7. Conclusion & Reflections
-
Conclusion Summary:
The paper introduces Training-Free GRPO, a novel and highly practical paradigm for enhancing LLM agent performance. By shifting RL-style policy optimization from the expensive parameter space to the lightweight context space, it effectively addresses the key limitations of traditional agent fine-tuning. The method leverages an LLM's own reasoning capabilities to distill semantic advantages from group rollouts, iteratively building an experiential knowledge base that guides a frozen model's behavior. The results show that this approach is not only orders of magnitude cheaper and more data-efficient but also leads to superior performance and better generalization compared to fine-tuning smaller models.
-
Limitations & Future Work:
The paper does not explicitly list its limitations, but some can be inferred:
- Dependence on a Strong Base Model: The experiments show that the method's effectiveness is highly dependent on the capability of the underlying frozen LLM. As seen with
QwQ-32B
on web tasks, if the base model lacks fundamental reasoning or tool-use skills, providing it with experiences may not be sufficient to elicit good performance.
- Inference Overhead: Including the experiential knowledge library in every prompt increases the context length. This can lead to higher per-query API costs and increased latency, which might be a concern for high-throughput applications. However, the paper argues this is offset by the elimination of fixed GPU serving costs.
- Scalability of the Experience Library: The paper does not explore how the system behaves as the experience library grows very large. An overly large set of experiences could potentially become noisy or computationally burdensome for the LLM to process effectively in-context.
- Complexity of the Controller: The process of updating the experience library relies on another LLM call. The quality and consistency of this "controller" LLM are critical to the learning process and could be a potential point of failure.
-
Personal Insights & Critique:
This paper presents a compelling and pragmatic solution to a significant real-world problem. The core idea of "optimizing the context, not the weights" is elegant and leverages the unique strengths of modern LLMs.

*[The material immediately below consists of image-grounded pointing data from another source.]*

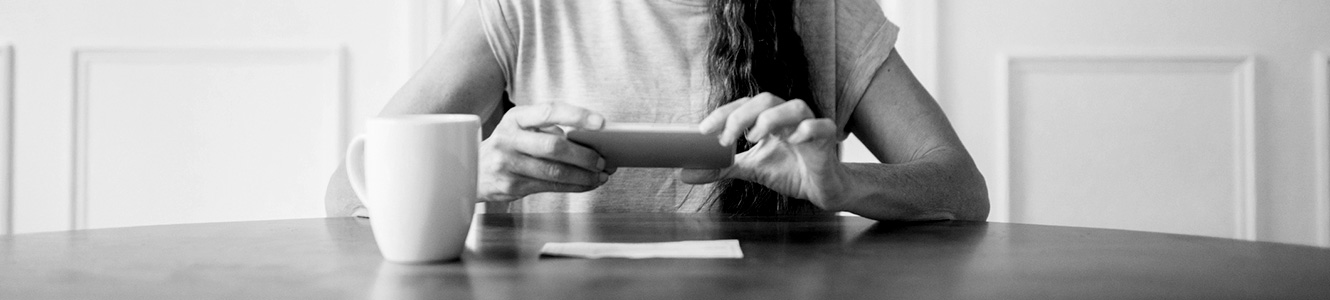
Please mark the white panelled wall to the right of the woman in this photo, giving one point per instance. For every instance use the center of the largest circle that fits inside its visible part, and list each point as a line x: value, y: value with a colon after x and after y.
x: 1179, y: 116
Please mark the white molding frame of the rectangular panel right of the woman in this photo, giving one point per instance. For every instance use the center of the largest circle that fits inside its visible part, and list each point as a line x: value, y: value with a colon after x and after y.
x: 1244, y: 78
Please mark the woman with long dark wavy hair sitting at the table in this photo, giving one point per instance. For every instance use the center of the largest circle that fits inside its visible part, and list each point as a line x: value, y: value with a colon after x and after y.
x: 785, y: 80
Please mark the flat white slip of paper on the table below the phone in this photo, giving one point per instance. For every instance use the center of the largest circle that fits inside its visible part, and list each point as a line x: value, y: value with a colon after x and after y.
x: 726, y: 249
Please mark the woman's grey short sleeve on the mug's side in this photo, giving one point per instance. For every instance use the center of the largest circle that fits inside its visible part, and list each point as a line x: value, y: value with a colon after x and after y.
x: 498, y: 21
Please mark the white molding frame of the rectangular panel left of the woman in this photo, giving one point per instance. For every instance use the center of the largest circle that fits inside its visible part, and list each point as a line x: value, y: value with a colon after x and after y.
x: 87, y: 58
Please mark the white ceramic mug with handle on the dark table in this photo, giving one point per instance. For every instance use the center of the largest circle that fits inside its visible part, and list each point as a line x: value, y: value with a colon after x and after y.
x: 417, y: 177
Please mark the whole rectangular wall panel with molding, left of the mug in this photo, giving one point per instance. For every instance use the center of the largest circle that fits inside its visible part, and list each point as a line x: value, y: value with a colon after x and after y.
x: 207, y: 135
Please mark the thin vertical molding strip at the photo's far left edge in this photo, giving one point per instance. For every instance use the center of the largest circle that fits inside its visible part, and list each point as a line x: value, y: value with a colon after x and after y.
x: 7, y: 104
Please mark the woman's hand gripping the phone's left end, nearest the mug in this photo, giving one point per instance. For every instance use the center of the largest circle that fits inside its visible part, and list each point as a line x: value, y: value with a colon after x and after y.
x: 527, y: 153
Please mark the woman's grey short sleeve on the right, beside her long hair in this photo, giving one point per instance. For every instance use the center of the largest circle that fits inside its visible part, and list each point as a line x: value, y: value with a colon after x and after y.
x: 865, y: 39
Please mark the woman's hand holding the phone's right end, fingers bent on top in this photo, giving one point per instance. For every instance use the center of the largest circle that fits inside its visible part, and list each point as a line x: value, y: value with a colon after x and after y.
x: 796, y: 155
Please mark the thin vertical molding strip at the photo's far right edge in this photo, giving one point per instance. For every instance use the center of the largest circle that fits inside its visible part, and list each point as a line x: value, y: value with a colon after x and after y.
x: 1321, y: 120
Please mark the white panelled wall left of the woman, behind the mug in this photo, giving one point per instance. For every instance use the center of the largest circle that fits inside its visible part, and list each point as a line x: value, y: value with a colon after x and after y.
x: 148, y: 112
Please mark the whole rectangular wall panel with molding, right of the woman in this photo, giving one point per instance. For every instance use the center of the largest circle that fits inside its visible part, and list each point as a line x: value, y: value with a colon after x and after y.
x: 1164, y: 140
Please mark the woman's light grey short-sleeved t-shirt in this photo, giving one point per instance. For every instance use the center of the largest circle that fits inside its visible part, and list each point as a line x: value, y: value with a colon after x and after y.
x: 646, y: 62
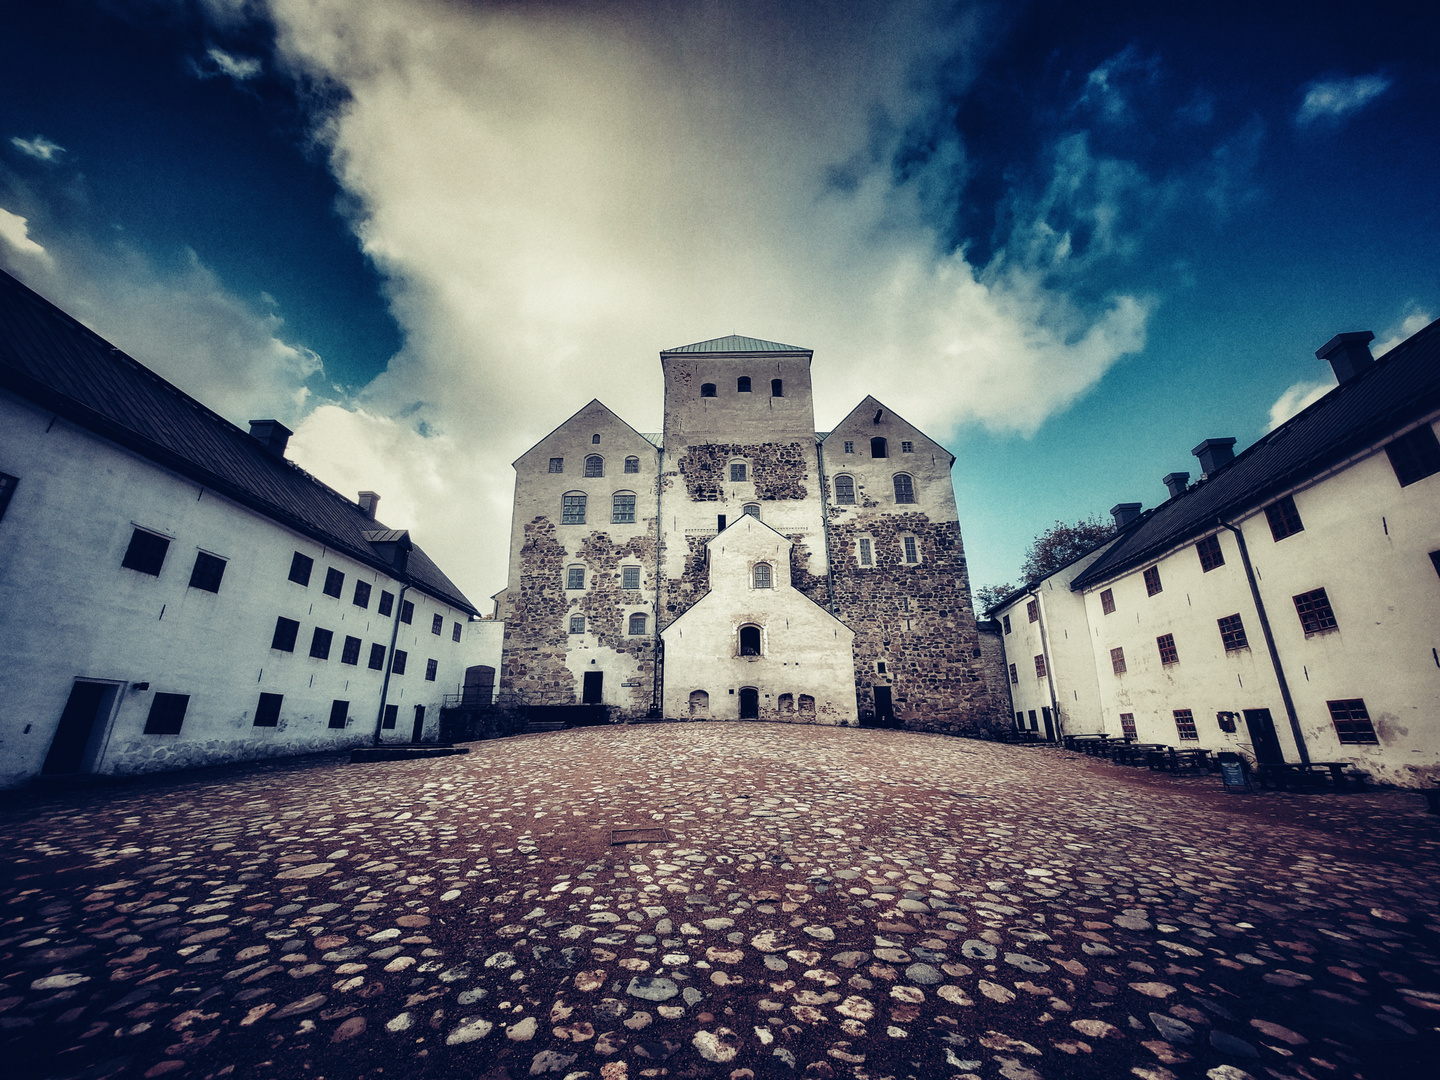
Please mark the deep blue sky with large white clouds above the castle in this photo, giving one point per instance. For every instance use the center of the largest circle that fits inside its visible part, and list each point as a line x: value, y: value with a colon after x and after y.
x: 1069, y: 240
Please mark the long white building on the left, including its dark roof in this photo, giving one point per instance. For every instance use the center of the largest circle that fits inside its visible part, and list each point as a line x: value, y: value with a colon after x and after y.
x: 175, y: 593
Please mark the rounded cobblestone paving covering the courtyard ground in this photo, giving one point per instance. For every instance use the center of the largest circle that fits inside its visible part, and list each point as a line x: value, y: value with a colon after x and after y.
x: 823, y: 904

- Novelty: The concept of "semantic advantage" is a clever translation of a core RL principle into the natural language domain. It essentially turns the optimization process into a meta-reasoning task that LLMs are well-suited for.
- Practical Impact: This approach could democratize the development of specialized LLM agents. Instead of requiring massive GPU clusters for fine-tuning, organizations could adapt powerful API-based models for their specific needs using small, curated datasets and this lightweight learning process.
- Future Directions: This paradigm opens up many exciting avenues. The experience library could be structured hierarchically, or a retrieval mechanism could be used to select only the most relevant experiences for a given query, mitigating the context length issue. Furthermore, the process of distilling semantic advantage could itself be refined to produce even more potent and generalizable insights. Overall, Training-Free GRPO is a significant step towards making advanced agentic AI more accessible, efficient, and adaptable.